A friend has asked me to share my few personal memories of Rostropovich...
About three years ago, I interviewed him briefly backstage at the Barbican for The Strad's 'Double Acts' back page about his working relationship with Maxim Vengerov. The maestro turned on his very considerable charm and talked in rapturous terms about his much younger colleague.

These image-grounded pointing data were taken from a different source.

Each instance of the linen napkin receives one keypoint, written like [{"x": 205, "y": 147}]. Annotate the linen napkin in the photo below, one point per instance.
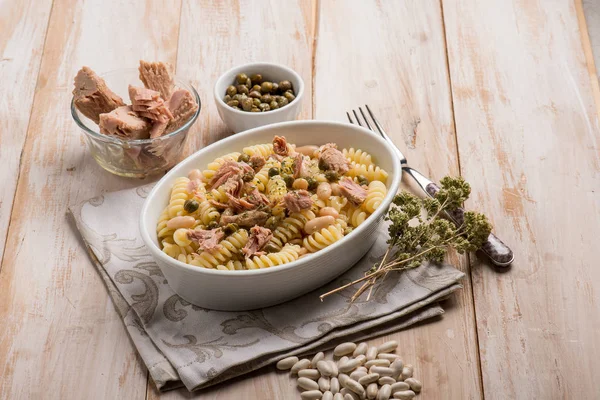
[{"x": 181, "y": 343}]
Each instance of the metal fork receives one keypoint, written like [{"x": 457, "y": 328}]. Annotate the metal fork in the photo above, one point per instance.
[{"x": 498, "y": 252}]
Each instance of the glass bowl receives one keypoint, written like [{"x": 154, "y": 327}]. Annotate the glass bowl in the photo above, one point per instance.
[{"x": 134, "y": 158}]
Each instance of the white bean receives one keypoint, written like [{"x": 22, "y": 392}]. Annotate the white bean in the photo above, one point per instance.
[
  {"x": 327, "y": 395},
  {"x": 407, "y": 372},
  {"x": 372, "y": 390},
  {"x": 181, "y": 222},
  {"x": 308, "y": 150},
  {"x": 334, "y": 385},
  {"x": 315, "y": 225},
  {"x": 379, "y": 362},
  {"x": 194, "y": 174},
  {"x": 362, "y": 348},
  {"x": 414, "y": 384},
  {"x": 333, "y": 213},
  {"x": 404, "y": 395},
  {"x": 386, "y": 380},
  {"x": 344, "y": 348},
  {"x": 311, "y": 395},
  {"x": 287, "y": 363},
  {"x": 300, "y": 183},
  {"x": 318, "y": 357},
  {"x": 309, "y": 373},
  {"x": 324, "y": 191},
  {"x": 300, "y": 365},
  {"x": 382, "y": 371},
  {"x": 384, "y": 392},
  {"x": 371, "y": 353},
  {"x": 399, "y": 386},
  {"x": 324, "y": 384},
  {"x": 370, "y": 378},
  {"x": 387, "y": 347},
  {"x": 324, "y": 368},
  {"x": 307, "y": 384}
]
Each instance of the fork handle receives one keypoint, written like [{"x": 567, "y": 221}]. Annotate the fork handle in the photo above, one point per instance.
[{"x": 498, "y": 252}]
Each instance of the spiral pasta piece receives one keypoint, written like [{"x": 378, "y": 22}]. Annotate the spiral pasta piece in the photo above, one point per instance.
[
  {"x": 229, "y": 248},
  {"x": 371, "y": 172},
  {"x": 375, "y": 195},
  {"x": 358, "y": 156},
  {"x": 291, "y": 227},
  {"x": 323, "y": 238},
  {"x": 179, "y": 195},
  {"x": 214, "y": 166},
  {"x": 287, "y": 254}
]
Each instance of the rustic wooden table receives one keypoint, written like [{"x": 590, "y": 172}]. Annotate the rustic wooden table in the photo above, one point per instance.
[{"x": 503, "y": 92}]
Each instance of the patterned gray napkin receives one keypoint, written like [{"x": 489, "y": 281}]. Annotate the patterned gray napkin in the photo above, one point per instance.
[{"x": 184, "y": 344}]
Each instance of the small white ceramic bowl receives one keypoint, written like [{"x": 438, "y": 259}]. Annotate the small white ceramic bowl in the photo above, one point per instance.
[
  {"x": 246, "y": 290},
  {"x": 238, "y": 120}
]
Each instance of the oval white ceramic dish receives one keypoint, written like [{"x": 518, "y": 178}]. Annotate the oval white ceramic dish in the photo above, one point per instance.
[
  {"x": 238, "y": 120},
  {"x": 246, "y": 290}
]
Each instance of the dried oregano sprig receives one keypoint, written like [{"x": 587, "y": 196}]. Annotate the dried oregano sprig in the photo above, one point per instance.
[{"x": 418, "y": 233}]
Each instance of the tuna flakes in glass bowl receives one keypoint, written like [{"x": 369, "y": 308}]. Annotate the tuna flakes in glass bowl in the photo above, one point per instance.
[{"x": 134, "y": 158}]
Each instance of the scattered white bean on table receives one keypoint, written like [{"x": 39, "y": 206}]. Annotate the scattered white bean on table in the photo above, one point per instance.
[{"x": 362, "y": 372}]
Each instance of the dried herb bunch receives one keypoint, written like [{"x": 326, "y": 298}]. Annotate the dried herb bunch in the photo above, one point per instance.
[{"x": 418, "y": 233}]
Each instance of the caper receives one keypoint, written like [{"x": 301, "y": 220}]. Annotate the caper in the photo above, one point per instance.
[
  {"x": 231, "y": 90},
  {"x": 285, "y": 86},
  {"x": 266, "y": 87},
  {"x": 332, "y": 176},
  {"x": 190, "y": 205},
  {"x": 289, "y": 95},
  {"x": 270, "y": 248},
  {"x": 362, "y": 180},
  {"x": 273, "y": 171},
  {"x": 212, "y": 225},
  {"x": 256, "y": 79},
  {"x": 289, "y": 180},
  {"x": 254, "y": 94},
  {"x": 247, "y": 104},
  {"x": 230, "y": 228},
  {"x": 241, "y": 78}
]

Thing is, I'm a closet cellist-manquee. When I heard Han-Na Chang (incidentally, a Rostropovich protegee) play in Verbier 4-5 years back, it hit me between the eyes that the cello is the most beautiful and expressive instrument on the planet. And that if I could have my time over again, I would learn it and play it and never stop. It would have solved everything I disliked about playing the violin (high frequencies buzzing in one's left ear, plus desperately close, fiddly fingering), not to mention the piano (too many notes, my dear Horowitz) and the repertoire is 20-carat gold...
So at the end of the interview, I thank Maestro for the joy and wonder of his playing, which I heard on a few memorable occasions, and mention that I would love to have played the cello. "When you decide to start," said Maestro, "then let me know, and I will be your teacher."

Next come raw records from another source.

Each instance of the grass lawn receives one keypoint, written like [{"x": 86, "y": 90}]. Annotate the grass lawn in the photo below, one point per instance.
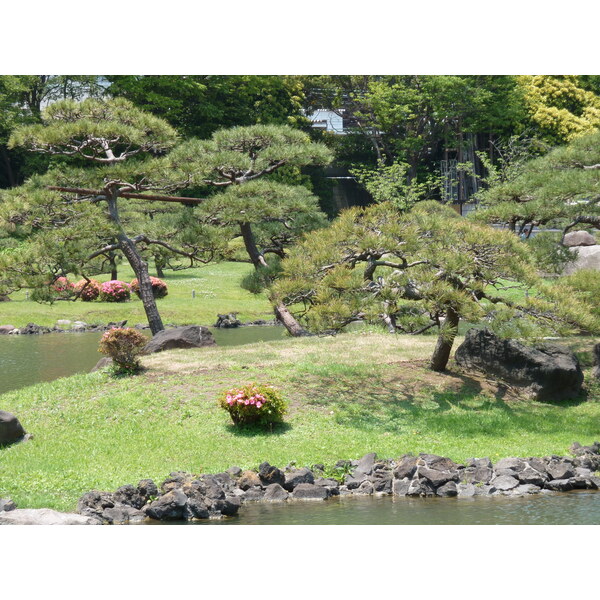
[
  {"x": 358, "y": 392},
  {"x": 217, "y": 288}
]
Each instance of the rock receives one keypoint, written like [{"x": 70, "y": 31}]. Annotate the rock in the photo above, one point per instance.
[
  {"x": 170, "y": 506},
  {"x": 297, "y": 476},
  {"x": 365, "y": 488},
  {"x": 7, "y": 504},
  {"x": 560, "y": 469},
  {"x": 406, "y": 467},
  {"x": 579, "y": 238},
  {"x": 365, "y": 464},
  {"x": 192, "y": 336},
  {"x": 227, "y": 321},
  {"x": 102, "y": 364},
  {"x": 253, "y": 494},
  {"x": 309, "y": 491},
  {"x": 122, "y": 514},
  {"x": 465, "y": 490},
  {"x": 234, "y": 471},
  {"x": 448, "y": 489},
  {"x": 275, "y": 493},
  {"x": 248, "y": 479},
  {"x": 476, "y": 475},
  {"x": 33, "y": 329},
  {"x": 400, "y": 486},
  {"x": 559, "y": 485},
  {"x": 544, "y": 373},
  {"x": 11, "y": 430},
  {"x": 269, "y": 474},
  {"x": 420, "y": 487},
  {"x": 382, "y": 481},
  {"x": 514, "y": 464},
  {"x": 228, "y": 506},
  {"x": 196, "y": 508},
  {"x": 44, "y": 516},
  {"x": 505, "y": 483},
  {"x": 588, "y": 257}
]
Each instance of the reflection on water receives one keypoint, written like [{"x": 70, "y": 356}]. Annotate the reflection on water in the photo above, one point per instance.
[
  {"x": 570, "y": 508},
  {"x": 29, "y": 359}
]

I missed my chance. Well, he'd have been disappointed in me. I'd have got the strings the wrong way round and been severely blocked by the very notion of trying to go above third position.
The last time I saw Rostropovich perform was in Vilnius in 2004, where he conducted the Tchaikovsky Pathetique Symphony. It was glorious: like stepping into a Melodiya recording from the 1950s...The march in particular was far slower than most conductors take it these days. A friend asked Maestro about his choice of tempo later on. His response, apparently, was: "It's a march." You must be able to march to it. It made sense. And the final movement: devastation alive, raw, eternal, unforgettable.